/6 seat modification

/6 BMW motorcycle seat modification

by Duane Ausherman

This article is specifically for the models R60/6, R75/6, R90/6, and R90S, but with some fabricating a part or two, it has been applied to other models.  See the note below.

The stock hinges on the seat are well known to break.  The stock parts are expensive and hard to replace.   Why not make things so that they don’t break in the first place? They were made that way, and with time things tweaked, twisted, sagged, and got old.  The design is for the seat to rest on the rubber bumpers around the seat’s edge.  Look at yours.  They have an impression where they have been sitting on the rear frame section for the last years.  To test if the seat is still resting on that rubber piece, stick a piece of paper under each one or one at a time.  Close the seat and see if the paper will pull out.  If too many pull out easily, then some/all of the weight is on the hinge, and it will break.  The easy fix is to wrap black tape around the frame to build it up.  Another fix is removing and tweak the hinges until they allow the weight to rest on the frame again.  That is risky as they could break, and it takes a lot of time.  Do you have another way?

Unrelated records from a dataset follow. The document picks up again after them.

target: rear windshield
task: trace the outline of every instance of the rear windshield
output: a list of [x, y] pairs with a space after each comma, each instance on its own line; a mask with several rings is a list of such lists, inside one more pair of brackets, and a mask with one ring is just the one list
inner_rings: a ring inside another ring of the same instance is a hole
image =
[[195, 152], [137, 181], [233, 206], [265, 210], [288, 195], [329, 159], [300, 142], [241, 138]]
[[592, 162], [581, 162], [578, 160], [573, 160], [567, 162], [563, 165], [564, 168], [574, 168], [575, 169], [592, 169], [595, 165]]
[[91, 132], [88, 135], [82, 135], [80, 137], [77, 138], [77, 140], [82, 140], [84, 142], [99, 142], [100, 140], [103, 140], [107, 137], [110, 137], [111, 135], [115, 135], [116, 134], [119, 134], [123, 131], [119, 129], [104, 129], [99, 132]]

I will evaluate it, and if it is well thought out, I will post it here and give you credit.

The /6 seat modification

BMW seats have one weak area, the hinges.  They break off easily and are a real pain to find and replace.  There is another way to do it.  I forget who came up with this mod, but we thank him.  The seat can be modified to lift up off of the bike.  This is a real advantage for the bike with saddlebags.  The entire locking system stays the same.

seatmod1.JPG (65364 bytes)

Here is what the bike looks like with the seat removed.  We will use a hole that is in the rear sub-frame.  It is located on the right side and in the center of the photo.

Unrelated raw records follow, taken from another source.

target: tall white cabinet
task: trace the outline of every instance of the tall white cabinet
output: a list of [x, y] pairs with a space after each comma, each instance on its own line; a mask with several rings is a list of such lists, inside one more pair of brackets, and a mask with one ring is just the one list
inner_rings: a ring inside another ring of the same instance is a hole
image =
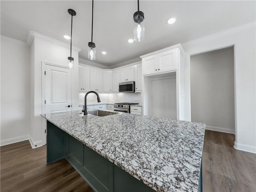
[[79, 92], [88, 92], [90, 90], [90, 68], [87, 67], [78, 67], [78, 79]]
[[[142, 59], [144, 114], [152, 116], [152, 81], [166, 78], [176, 78], [177, 119], [184, 120], [184, 57], [185, 52], [180, 44], [140, 57]], [[168, 89], [168, 87], [165, 87]], [[176, 90], [175, 90], [176, 89]], [[160, 99], [163, 102], [164, 96]]]
[[135, 92], [141, 92], [142, 91], [142, 65], [141, 63], [134, 65]]
[[103, 92], [111, 93], [112, 90], [112, 71], [103, 71]]

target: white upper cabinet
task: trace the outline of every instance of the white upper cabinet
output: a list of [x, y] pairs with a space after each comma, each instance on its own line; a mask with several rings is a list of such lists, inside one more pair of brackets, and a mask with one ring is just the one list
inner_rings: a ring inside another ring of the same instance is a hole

seatmod2.JPG (40356 bytes)

The parts used

The parts that are used in this mod are all normal parts.

1.  A standard machine bolt with 6mm threads and about 1 1/2″ long.

2.  A short piece of fuel line that is about 1″ long.

3.  A nut for the bolt.

seatmod3.JPG (43415 bytes)

This is what the seat looks like when the three parts are installed.  The nut locks against the seat pan to hold the bolt securely.  The makeshift post drops into the hole in the frame to keep the seat from moving around.  To open, just push the button, as before, and lift the seat up and off of the motorcycle.

While this works with the LWB models, a few people with the SWB have made a plate to attach to the sub-frame.  The plate has the hole in it.

I have been using this mod for the last 25 years, and I love it.  I don’t have saddlebags to get in the way, but it is nice not to have the seat fall back into place and require an opening again.  I also don’t have to buy and replace a seat hinge every few years.